Wednesday, January 19, 2005

I've been thinking all day about how to write this post and haven't really come up with anything, so this is going to be pretty stream-of-consciousness. Will is having what I would guess is his toughest day today, and is headed into what might be his toughest night. There isn't much going right in his world today, and it is taking its toll. They gave us quite a list of problems when the doctors discussed Will's condition with us today: The infection is causing problems in several areas, his kidneys aren't working great, his liver function is worsening and his lungs, as always, are not in good shape. He continues to take on fluid, and the results have left him largely unreconizable. His face is so puffy that he scarcely looks like the Will of just a week ago, let alone a month ago when he was doing OK. It's so hard to see him like this, because he's obviously uncomfortable and in pain, with no sign of it letting up soon.

They continue to change his treatment to address all of these concerns. They put him on a more powerful ventilator today that will do a better job of expanding his lungs in the face of the large amount of fluid pressing down from all sides. They add and increase medicines at a rate that makes it difficult for us to keep up in the hope of helping his lungs, increasing his blood pressure, helping his urine production and reversing some of the liver damage. The ventilator change is the most significant today; it should at least make breathing easier for him as he fights this. Another couple of changes should help him, too. They inserted a catheter into his bladder to get the urine out even when he doesn't feel like peeing. It hasn't gotten much, so for some reason he just isn't making much. He really needs to, because there's no other way for him to get rid of all this fluid. They also put an IV in an artery in his arm so they can draw blood samples from that and also get better blood pressure readings. Both things have been compromised by all of the fluid he is carrying, and now they'll be able to get more accurate readings that will help them to more specifically address his needs.
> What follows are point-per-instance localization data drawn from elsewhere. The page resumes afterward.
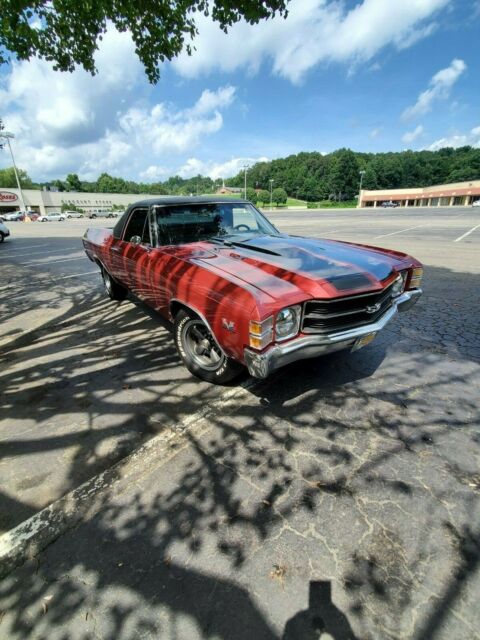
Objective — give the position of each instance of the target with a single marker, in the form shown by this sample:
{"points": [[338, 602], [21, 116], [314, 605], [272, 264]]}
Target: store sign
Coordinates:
{"points": [[8, 196]]}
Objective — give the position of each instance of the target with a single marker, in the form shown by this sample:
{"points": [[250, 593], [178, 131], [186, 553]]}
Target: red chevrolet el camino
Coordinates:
{"points": [[240, 293]]}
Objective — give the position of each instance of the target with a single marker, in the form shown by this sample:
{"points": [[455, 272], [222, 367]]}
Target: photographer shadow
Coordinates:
{"points": [[321, 620]]}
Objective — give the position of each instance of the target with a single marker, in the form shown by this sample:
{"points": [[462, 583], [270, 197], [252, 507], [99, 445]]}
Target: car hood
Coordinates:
{"points": [[295, 268]]}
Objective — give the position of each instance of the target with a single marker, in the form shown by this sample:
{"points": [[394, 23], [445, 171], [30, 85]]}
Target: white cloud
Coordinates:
{"points": [[215, 170], [75, 122], [166, 130], [315, 31], [411, 136], [439, 89], [471, 138]]}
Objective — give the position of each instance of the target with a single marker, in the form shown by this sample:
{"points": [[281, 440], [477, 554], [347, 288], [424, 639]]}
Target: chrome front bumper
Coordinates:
{"points": [[261, 365]]}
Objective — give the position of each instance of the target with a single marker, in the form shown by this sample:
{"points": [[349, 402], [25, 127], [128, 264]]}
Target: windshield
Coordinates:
{"points": [[221, 222]]}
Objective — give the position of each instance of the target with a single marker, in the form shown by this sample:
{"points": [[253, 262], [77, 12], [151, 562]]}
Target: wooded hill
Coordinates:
{"points": [[307, 176]]}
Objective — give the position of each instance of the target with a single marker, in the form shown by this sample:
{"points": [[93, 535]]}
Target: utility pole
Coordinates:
{"points": [[5, 135], [362, 173], [245, 167]]}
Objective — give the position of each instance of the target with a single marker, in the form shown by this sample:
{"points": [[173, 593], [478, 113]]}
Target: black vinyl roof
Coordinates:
{"points": [[168, 200], [160, 201]]}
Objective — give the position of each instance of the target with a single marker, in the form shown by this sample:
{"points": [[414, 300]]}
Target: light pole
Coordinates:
{"points": [[8, 136], [362, 173], [245, 167]]}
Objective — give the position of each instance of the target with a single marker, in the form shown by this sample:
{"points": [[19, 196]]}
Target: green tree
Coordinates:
{"points": [[252, 195], [8, 179], [264, 196], [68, 32], [73, 182], [369, 178], [279, 196], [344, 175]]}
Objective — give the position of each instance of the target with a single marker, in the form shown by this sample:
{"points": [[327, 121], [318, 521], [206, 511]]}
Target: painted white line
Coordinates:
{"points": [[16, 248], [467, 233], [79, 275], [33, 253], [45, 263], [394, 233]]}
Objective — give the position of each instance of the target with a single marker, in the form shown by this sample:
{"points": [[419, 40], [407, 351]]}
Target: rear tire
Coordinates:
{"points": [[200, 352], [114, 290]]}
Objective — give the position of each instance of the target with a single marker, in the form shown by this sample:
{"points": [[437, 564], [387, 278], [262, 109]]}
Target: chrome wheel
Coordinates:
{"points": [[201, 346], [107, 282]]}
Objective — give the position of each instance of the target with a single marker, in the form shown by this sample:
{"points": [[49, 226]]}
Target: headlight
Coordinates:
{"points": [[398, 286], [416, 278], [261, 333], [287, 322]]}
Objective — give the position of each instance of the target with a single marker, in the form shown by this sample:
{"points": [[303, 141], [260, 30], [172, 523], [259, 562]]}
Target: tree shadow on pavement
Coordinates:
{"points": [[349, 482]]}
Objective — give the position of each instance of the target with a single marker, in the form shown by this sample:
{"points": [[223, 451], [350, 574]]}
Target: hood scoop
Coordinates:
{"points": [[253, 247]]}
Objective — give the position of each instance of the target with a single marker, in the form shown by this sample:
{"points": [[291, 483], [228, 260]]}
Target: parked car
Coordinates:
{"points": [[12, 216], [240, 293], [4, 231], [104, 214], [33, 216], [51, 217], [73, 214], [390, 203]]}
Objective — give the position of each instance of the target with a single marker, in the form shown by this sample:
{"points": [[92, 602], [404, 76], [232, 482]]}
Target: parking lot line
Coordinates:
{"points": [[394, 233], [32, 246], [32, 253], [467, 233], [48, 262], [79, 275]]}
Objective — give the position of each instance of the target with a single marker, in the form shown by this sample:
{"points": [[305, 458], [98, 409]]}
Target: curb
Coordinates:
{"points": [[29, 538]]}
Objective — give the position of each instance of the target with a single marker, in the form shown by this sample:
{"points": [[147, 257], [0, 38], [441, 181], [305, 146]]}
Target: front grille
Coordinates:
{"points": [[341, 314]]}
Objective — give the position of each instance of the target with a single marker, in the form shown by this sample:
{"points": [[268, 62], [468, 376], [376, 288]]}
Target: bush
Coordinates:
{"points": [[279, 196], [264, 197], [252, 195]]}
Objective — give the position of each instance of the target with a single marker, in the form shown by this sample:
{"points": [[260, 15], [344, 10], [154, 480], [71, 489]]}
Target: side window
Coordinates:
{"points": [[138, 226]]}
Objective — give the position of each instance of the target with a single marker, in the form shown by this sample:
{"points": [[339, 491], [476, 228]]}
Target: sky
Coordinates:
{"points": [[371, 75]]}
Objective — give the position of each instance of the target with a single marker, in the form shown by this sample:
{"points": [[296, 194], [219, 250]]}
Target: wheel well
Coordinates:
{"points": [[176, 306]]}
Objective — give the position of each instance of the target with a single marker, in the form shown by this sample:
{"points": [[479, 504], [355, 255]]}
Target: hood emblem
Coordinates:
{"points": [[228, 325], [373, 308]]}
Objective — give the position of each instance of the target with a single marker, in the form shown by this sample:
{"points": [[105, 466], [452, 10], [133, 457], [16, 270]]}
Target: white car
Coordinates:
{"points": [[73, 214], [4, 232], [14, 215], [104, 214], [52, 217]]}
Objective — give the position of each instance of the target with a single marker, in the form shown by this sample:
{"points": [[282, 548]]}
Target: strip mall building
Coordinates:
{"points": [[444, 195], [51, 201]]}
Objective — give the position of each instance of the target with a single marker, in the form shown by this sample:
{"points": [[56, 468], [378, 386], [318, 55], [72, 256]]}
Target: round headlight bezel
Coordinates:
{"points": [[289, 325], [398, 286]]}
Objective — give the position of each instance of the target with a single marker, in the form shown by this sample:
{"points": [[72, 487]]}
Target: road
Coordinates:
{"points": [[341, 493]]}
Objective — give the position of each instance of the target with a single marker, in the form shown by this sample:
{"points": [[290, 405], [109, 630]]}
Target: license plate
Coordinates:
{"points": [[364, 340]]}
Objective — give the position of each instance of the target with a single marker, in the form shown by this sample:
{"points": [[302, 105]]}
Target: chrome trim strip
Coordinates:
{"points": [[260, 365]]}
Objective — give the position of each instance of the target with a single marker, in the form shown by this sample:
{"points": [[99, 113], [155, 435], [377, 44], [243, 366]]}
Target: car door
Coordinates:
{"points": [[135, 250]]}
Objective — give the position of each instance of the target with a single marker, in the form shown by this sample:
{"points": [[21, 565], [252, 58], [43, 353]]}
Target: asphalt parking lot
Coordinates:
{"points": [[341, 494]]}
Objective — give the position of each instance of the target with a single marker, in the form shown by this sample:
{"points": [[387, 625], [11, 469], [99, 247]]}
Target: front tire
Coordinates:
{"points": [[200, 352], [114, 290]]}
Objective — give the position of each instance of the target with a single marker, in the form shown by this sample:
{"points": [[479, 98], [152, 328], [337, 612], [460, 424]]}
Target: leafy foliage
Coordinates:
{"points": [[279, 196], [252, 195], [68, 32], [264, 196]]}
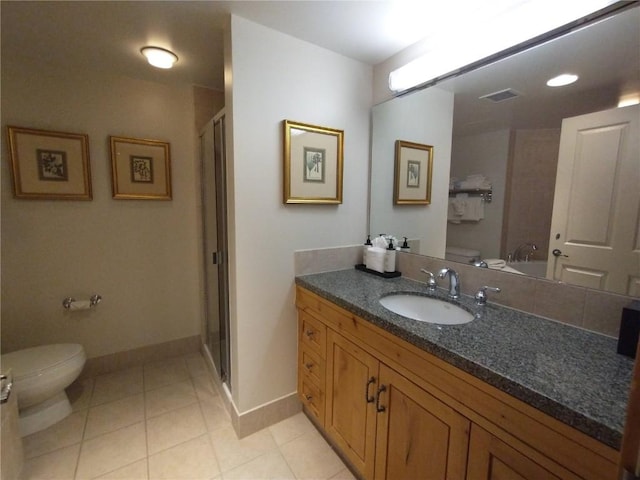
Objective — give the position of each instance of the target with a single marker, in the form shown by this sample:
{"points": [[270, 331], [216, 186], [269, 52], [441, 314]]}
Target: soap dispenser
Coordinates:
{"points": [[390, 258], [366, 246], [405, 246]]}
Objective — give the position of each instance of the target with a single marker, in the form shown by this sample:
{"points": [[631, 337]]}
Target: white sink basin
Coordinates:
{"points": [[426, 309]]}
I have constantly written here about how tough Will is. No one who has stuck by us through this would doubt that for a second. I only hope that he continues to be tough enough to pull through this. Though the doctors say they have other options for helping him, much of this is up to him right now. His systems must respond to the treatments, and he must continue to have the strength to fight off this infection and to stay stable while things improve. That won't be easy. Mary and I will spend our third night in a row here at the hospital, because we just can't bring ourselves to leave his side. Somewhere down in there, I hope he senses that. We're running on fumes ourselves, but need to somehow find a way to continue to be strong, too, for him.

We appreciate how much everyone has been there for us through all of this and how much everyone has done. Tonight, and for these next few days, please do whatever you do to lift someone up and ask for help for them, and do it for Will. Pray, think good thoughts, light a candle... whatever it is will help. The doctors have said that Will has made it over hurdles already that other babies might not have conquered, so we hope that he continues to find that strength and get through this, too.